BlogKariyer

İş ve Yaşam Dengesinin Sırrı

 Kate yeni kurulan, küçük bir işletmede çalışkan bir müdür. İşinde çok sıkı çalışıyor ancak kendi hayatını ıskaladığı yönünde rahatsız edici bir duyguya kapılıyor. Ve sonra saplantılı bir şekilde, çalışmadığı zamanlarda; tutkuları, arkadaşları ve ailesinden keyif alabilmek için “iş modunu” kapatmayı deniyor fakat eninde sonunda bunun için gerekli enerjiyi bulamadığını fark ediyor.

 Çoğu insan da Kate gibi, iş-yaşam dengesinin gerçek anlamını yanlış anlıyor. İş ve yaşamı birbirinden ayrı tutmaya çalışıyorlar, fakat bu istenmeyen sonuçlara yol açıyor.

 

İş-Yaşam Dengesinin Lanete Dönüştüğü Nokta

 İş-yaşam dengesini sürdürmeyi deneyenler bunu sadece zamanlarını bölerek yapıyorlar- yani zamanlarını “iş modu” ve “yaşam modu” şeklinde iki çizgiye ayırıyorlar – ve aslında bilmeden kendilerini de bölmüş oluyorlar.

 İş ve yaşamı karşılaştırmak amacıyla yan yana sıraladıklarında, bilinçsizce işe karşı yaşam şeklinde düşünüyorlar – ve kendilerini sürekli birine karşı diğerini seçmek zorunda hissediyorlar.  Bu çerçevede; bir tarafın kazancı, diğerinin kaybı oluyor.

 Bunun sonucunda da işi, kendi hayatlarını yaşayamadıkları zaman dilimi olarak görmeye başlıyorlar. İş kavramı, biteceği zamana kadar uğruna acı çekilmesi gereken bir zorunluluk halini alıyor.

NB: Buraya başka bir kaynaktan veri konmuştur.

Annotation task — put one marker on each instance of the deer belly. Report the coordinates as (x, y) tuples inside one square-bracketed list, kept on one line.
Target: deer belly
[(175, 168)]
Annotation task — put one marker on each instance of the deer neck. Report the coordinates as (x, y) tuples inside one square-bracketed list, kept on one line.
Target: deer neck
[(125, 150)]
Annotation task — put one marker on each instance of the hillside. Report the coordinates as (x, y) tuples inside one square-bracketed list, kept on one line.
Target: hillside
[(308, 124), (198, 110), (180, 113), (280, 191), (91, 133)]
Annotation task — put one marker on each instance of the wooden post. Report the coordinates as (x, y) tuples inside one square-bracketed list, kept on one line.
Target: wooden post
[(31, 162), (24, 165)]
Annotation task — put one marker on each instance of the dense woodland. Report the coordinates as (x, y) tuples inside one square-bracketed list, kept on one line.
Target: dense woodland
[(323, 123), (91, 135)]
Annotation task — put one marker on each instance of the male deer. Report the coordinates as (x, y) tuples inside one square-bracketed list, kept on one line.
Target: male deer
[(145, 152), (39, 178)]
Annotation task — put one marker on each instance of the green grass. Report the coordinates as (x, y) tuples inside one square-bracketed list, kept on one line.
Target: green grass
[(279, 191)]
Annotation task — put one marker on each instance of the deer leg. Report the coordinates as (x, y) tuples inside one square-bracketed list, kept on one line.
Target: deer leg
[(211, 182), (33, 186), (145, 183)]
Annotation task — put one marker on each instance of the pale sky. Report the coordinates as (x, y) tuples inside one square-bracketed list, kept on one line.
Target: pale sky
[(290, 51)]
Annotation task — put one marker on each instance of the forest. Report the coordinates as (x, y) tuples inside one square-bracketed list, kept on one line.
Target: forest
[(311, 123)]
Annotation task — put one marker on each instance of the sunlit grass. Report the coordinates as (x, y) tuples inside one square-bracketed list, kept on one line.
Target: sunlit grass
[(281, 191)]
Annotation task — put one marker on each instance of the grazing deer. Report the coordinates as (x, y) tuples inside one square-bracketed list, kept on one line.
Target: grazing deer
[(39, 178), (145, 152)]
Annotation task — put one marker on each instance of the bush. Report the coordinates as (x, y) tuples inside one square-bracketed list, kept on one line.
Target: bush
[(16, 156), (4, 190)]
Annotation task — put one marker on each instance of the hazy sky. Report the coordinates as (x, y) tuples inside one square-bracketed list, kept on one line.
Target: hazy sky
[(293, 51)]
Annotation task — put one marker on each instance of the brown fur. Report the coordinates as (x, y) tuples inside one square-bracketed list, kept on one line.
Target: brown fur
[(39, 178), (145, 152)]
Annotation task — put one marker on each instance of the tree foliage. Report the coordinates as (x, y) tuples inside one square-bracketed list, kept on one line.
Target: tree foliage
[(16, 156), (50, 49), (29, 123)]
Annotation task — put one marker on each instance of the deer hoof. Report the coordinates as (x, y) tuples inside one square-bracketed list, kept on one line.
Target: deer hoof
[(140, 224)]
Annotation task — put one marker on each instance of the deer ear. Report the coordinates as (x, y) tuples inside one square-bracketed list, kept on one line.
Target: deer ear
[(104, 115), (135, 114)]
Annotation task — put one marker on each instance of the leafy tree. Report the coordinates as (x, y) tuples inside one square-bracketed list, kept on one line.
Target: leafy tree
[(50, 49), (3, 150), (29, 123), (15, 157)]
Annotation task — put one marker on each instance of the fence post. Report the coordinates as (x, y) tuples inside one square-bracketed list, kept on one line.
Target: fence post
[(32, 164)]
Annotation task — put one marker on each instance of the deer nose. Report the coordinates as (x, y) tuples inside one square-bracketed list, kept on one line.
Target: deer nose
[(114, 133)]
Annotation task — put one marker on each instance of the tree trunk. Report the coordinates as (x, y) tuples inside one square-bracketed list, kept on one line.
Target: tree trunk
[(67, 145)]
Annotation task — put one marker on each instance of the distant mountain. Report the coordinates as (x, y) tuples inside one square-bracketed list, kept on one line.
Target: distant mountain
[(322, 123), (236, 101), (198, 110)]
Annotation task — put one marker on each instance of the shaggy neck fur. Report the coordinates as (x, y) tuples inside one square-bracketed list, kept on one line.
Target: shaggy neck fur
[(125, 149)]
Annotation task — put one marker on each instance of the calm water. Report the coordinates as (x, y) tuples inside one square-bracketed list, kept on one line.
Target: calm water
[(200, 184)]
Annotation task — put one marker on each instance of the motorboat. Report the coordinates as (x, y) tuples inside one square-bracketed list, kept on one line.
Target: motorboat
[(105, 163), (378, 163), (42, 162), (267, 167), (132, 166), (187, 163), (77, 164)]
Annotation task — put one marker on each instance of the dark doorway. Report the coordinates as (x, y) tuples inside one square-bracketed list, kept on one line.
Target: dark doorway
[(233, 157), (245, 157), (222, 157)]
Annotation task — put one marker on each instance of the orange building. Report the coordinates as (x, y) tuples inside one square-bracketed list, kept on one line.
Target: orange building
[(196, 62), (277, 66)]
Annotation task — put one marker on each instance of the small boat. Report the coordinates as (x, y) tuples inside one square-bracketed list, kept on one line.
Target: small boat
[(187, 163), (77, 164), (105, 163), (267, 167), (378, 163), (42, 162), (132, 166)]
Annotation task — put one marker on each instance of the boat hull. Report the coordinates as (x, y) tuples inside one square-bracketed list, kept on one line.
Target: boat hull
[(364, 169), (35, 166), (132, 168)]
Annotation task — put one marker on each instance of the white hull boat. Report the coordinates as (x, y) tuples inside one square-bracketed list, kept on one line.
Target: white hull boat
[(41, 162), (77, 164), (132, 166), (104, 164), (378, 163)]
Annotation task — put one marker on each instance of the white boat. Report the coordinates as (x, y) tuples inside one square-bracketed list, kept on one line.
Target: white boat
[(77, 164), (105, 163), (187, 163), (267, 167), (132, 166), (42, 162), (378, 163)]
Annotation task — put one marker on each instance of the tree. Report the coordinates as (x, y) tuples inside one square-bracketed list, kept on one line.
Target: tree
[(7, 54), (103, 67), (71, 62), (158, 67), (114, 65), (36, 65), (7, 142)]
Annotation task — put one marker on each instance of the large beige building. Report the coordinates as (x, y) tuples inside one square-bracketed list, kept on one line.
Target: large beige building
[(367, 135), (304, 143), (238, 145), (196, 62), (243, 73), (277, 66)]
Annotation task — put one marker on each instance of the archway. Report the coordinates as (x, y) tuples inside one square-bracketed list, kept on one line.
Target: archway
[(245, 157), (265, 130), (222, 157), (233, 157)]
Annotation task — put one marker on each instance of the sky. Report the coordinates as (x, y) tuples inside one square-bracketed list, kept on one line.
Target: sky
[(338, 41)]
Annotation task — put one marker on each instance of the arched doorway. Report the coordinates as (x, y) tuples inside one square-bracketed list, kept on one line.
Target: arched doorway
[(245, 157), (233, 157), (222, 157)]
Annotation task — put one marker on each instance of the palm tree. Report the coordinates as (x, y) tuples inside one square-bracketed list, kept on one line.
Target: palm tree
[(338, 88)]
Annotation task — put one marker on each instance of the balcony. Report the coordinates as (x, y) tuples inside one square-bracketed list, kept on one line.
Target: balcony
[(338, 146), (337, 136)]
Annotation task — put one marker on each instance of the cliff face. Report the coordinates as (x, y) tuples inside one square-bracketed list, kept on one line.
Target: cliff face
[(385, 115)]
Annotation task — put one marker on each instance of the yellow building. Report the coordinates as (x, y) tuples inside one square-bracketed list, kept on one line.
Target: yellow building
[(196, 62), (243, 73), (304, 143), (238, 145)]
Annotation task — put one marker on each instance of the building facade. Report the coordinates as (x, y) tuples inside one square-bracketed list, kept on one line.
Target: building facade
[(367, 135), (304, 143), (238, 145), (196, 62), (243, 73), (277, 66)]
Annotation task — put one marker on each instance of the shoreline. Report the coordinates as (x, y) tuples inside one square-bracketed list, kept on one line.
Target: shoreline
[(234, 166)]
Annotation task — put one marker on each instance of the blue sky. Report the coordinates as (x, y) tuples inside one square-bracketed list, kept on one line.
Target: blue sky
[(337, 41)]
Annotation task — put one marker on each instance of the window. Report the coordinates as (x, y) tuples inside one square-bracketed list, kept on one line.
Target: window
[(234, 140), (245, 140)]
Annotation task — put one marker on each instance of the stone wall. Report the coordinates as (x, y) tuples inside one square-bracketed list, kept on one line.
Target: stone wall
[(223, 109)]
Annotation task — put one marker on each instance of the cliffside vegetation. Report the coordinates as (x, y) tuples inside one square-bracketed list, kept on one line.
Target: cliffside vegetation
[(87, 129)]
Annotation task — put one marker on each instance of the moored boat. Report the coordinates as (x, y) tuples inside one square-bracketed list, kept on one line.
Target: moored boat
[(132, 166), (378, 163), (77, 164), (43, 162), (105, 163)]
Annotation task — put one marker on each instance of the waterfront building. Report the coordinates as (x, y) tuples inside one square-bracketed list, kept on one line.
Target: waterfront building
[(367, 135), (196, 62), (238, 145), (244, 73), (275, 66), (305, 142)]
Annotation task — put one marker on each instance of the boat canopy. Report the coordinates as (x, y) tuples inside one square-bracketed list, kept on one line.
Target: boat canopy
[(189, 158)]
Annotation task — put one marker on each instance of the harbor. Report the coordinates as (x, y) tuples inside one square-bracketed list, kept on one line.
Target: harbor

Fakat iş ile ilgili her şeyi negatif ve acı verici olarak kodlarsanız, “hayatınız” da neşeye ve eğlenceye dair gerçekçi olmayan beklentilerin ağırlığı altında ezileceğinden dengeyi tümüyle kaybedecekseniz.

 İş ve yaşamı yeniden dengelemek, yeni ve keyifli bir iş aramakla bir açıdan mümkündür. Ancak hiçbir iş mükemmel değildir. Her işin mutlaka meşakkatli bir tarafı olacaktır. Ve çok geçmeden, kendinizi yine işe karşı yaşam rüzgarına kapılmış bulacaksınız, çünkü hala olaylara aynı çerçeveden bakıyor olacaksınız.

 

Laneti Kırmanın Tek Yolu

 Asıl hedef, hayatınızdaki bütün negatif ve pozitif etmenleri eşit olarak yeniden dağıtabilmektir.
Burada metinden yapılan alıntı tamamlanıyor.